THE great-grandson of the famed Russian anthropologist Nickolay Miklouho-Maclay (pictured) will visit Papua New Guiena next month.
Nickolay Miklouho-Maclay IV is a direct descendant of the naturalist, explorer, anthropologist and artist who first arrived in PNG in September 1871, landing at Garagassi Point and settling at Gorendu village on the Rai Coast of Madang.
Here he established an excellent relationship with the people and is anthropological work and diaries became widely acknowledged in Russia and around the world.
In September 1971, a delegation of Russians visited Madang on board a Russian frigate to mark the centenary of Maclay’s arrival, at which time a monument was established on the site of his house.
Subsequently Maclay’s diary was published, books about his work were written (including one by Mary Mennis), films were produced and Maclay became a household name in Russia and considered amongst the country’s most famous explorers.
The original site of the monument was threatened by sea erosion and, with the help of Valeri and Irma Sourin, a generous Russian couple, the Melanesian Foundation and the Madang Resort maintenance team, a seawall was built to protect the site and a new memorial stone put in place.

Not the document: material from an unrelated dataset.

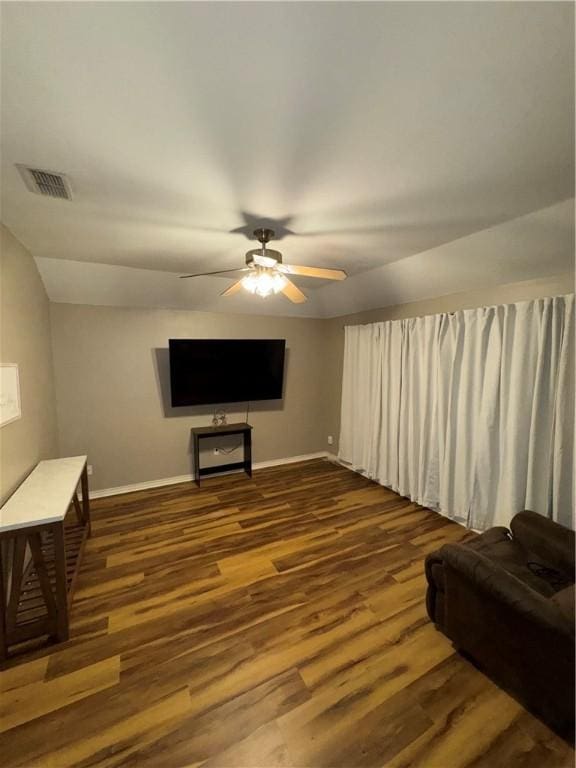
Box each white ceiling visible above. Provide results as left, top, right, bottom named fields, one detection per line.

We have asked Gerhard and Herman Sieland to provide plans and budget for a double classroom and this has been submitted to Nickolay Miklouho-Maclay IV in the hope he can find funding in Russia.
We are also waiting for the plan of a four-room guest house that can be enlarged if there is a demand for more accommodation.
A great deal of information is now available about Maclay’s work in PNG. He later married Margaret Robertson, the daughter of the first premier of NSW. The name Rai Coast was given by Maclay and the Vitiaz Straits and Alexishafen were named after Russian frigates which brought him to Madang.